Okay, this is not a cookie, but this recipe cannot be missed during the holidays.
I used to experience Donna’s homemade Peanut Brittle just after the New Year. She had some left over from the holidays, and the first day I arrived, I would just eat and eat Donna’s Peanut Brittle as if it was my last opportunity for something sweet – ever!
I’ve always liked Peanut Brittle, but Donna’s is different. Donna’s Peanut Brittle is lighter in texture and color, it’s not as translucent (if you can use that word for peanut brittle), it’s more opaque. Although it is still very crunchy or “brittle-y” (if that’s a word), it is not nearly as difficult to chew as other peanut brittle. Donna’s Peanut Brittle is, somehow, not as hard.

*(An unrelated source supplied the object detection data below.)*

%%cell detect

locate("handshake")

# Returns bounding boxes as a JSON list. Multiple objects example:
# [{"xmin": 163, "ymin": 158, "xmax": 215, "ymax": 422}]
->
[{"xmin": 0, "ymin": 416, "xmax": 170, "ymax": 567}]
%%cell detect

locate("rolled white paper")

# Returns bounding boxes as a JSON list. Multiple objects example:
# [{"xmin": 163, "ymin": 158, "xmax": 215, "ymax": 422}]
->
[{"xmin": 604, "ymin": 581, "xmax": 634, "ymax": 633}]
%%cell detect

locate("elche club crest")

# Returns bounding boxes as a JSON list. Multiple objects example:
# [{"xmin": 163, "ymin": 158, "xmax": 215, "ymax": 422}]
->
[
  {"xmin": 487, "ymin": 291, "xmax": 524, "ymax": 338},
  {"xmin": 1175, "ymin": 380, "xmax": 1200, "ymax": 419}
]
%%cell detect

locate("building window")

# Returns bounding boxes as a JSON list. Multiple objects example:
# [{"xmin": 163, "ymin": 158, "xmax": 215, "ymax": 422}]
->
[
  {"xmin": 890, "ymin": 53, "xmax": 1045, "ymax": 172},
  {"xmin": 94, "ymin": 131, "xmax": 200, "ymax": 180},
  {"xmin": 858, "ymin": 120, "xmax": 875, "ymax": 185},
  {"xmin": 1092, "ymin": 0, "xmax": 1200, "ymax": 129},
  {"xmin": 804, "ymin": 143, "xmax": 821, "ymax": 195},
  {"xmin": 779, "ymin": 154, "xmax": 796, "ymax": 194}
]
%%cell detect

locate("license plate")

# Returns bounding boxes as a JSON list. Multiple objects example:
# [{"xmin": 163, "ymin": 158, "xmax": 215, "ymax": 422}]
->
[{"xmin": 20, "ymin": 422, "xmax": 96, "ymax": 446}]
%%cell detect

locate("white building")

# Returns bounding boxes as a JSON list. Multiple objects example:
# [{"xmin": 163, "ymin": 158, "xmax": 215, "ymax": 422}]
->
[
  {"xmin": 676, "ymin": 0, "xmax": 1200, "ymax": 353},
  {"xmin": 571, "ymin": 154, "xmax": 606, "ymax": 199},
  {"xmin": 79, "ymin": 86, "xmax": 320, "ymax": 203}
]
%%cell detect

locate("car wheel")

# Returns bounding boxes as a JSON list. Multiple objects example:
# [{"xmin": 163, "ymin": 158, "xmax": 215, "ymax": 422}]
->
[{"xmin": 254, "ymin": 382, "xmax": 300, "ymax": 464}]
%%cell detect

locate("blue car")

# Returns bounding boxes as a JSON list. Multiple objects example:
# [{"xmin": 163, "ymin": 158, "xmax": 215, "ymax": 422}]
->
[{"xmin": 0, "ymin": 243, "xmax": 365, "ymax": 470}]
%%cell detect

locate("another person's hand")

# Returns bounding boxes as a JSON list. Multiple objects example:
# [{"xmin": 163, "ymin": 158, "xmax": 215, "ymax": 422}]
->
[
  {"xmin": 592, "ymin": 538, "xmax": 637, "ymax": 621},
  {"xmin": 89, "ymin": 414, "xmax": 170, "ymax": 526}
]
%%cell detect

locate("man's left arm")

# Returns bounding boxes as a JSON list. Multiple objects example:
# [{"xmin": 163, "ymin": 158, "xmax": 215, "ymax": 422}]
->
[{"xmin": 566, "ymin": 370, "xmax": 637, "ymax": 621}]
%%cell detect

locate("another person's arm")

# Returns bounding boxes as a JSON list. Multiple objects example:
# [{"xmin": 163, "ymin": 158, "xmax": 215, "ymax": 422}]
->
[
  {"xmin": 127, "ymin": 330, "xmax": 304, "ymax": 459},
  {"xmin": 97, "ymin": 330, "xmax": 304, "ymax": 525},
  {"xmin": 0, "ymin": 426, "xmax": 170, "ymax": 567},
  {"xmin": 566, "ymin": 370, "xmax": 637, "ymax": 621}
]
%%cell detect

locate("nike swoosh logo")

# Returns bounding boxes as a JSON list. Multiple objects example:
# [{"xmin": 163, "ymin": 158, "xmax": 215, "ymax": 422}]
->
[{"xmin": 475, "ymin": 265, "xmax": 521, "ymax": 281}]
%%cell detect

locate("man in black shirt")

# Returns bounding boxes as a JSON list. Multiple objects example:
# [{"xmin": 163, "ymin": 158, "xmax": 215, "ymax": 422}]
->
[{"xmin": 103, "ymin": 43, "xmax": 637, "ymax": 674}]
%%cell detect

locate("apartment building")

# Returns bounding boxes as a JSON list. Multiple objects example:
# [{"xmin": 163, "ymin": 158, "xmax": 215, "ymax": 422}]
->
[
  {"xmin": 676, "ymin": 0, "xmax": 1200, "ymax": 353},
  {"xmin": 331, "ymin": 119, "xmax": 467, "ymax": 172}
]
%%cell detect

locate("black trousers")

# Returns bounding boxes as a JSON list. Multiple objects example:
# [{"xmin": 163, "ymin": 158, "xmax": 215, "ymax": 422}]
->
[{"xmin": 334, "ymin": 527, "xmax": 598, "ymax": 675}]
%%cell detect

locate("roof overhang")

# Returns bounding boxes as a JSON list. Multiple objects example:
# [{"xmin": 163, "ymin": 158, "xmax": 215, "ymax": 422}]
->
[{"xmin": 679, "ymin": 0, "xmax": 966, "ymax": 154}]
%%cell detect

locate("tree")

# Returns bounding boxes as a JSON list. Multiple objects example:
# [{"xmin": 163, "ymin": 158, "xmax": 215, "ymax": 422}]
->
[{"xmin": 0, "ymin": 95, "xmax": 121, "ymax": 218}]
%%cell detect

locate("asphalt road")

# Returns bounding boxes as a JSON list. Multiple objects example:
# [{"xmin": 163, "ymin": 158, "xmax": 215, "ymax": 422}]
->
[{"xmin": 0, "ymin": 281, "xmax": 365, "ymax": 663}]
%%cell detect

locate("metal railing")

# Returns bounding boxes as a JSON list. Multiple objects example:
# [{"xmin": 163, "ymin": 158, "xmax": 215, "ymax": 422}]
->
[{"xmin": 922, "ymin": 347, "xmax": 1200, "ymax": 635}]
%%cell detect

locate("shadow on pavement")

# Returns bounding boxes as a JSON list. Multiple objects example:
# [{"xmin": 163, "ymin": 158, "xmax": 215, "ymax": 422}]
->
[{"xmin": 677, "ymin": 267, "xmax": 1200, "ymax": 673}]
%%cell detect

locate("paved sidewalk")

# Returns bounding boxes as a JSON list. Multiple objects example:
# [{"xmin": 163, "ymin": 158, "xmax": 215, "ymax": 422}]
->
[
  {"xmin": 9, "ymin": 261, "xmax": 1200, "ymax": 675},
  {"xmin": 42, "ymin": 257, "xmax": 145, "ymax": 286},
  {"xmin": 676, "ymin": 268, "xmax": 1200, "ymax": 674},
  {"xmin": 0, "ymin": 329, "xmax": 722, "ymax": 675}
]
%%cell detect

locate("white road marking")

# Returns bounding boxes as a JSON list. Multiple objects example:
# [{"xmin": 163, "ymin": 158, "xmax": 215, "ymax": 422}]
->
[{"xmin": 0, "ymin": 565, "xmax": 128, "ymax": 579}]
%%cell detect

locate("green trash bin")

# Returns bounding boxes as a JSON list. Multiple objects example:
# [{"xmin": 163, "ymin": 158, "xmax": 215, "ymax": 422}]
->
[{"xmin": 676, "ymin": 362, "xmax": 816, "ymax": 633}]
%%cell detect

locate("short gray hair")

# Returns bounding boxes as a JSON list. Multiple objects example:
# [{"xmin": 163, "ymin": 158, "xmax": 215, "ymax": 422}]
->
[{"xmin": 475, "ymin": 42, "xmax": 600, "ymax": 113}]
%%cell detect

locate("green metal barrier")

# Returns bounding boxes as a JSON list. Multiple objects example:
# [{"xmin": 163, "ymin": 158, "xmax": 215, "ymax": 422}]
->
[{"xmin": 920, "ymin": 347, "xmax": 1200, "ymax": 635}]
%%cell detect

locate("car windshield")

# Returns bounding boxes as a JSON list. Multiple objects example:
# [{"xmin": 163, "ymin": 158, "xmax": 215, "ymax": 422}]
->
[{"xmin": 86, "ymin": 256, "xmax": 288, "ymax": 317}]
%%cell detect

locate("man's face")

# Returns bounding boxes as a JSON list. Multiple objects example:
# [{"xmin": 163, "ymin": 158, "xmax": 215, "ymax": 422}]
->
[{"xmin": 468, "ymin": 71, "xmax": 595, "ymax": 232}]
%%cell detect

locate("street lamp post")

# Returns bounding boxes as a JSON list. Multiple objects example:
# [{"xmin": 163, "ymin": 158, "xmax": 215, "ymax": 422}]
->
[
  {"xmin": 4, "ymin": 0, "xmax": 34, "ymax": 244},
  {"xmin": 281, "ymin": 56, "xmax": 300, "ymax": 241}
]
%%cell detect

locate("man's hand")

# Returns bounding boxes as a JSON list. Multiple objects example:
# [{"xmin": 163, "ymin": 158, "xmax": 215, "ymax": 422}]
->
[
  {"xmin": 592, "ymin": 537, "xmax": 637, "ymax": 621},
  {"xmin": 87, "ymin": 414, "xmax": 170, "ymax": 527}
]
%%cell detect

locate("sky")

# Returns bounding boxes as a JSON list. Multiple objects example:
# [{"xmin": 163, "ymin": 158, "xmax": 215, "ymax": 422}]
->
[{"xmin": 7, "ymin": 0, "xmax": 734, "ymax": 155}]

It’s actually been a few years since I have visited in Donna (and Art, at the time) and had any of Donna’s Peanut Brittle. I guess the good news is I don’t have to walk an additional 10 blocks in the morning – in addition to the 10 blocks that go along with Oatmeal Brownie Gems – this time of year.
Donna’s Peanut Brittle
1 cup sugar
½ cup Karo syrup (white)
1 cup dry roasted peanuts
1 tsp vanilla
1 tsp butter
1 tsp baking soda
1. Mix well sugar and syrup and cook on high in microwave for 4 minutes.
2. Stir in 1 cup peanuts; cook 4 minutes on high in microwave.
3. Stir in vanilla and butter; cook on high for 1 minute in microwave
4. Stir in baking soda and spread out on cookie sheet for 1 hour. (Then smash to desirable size.)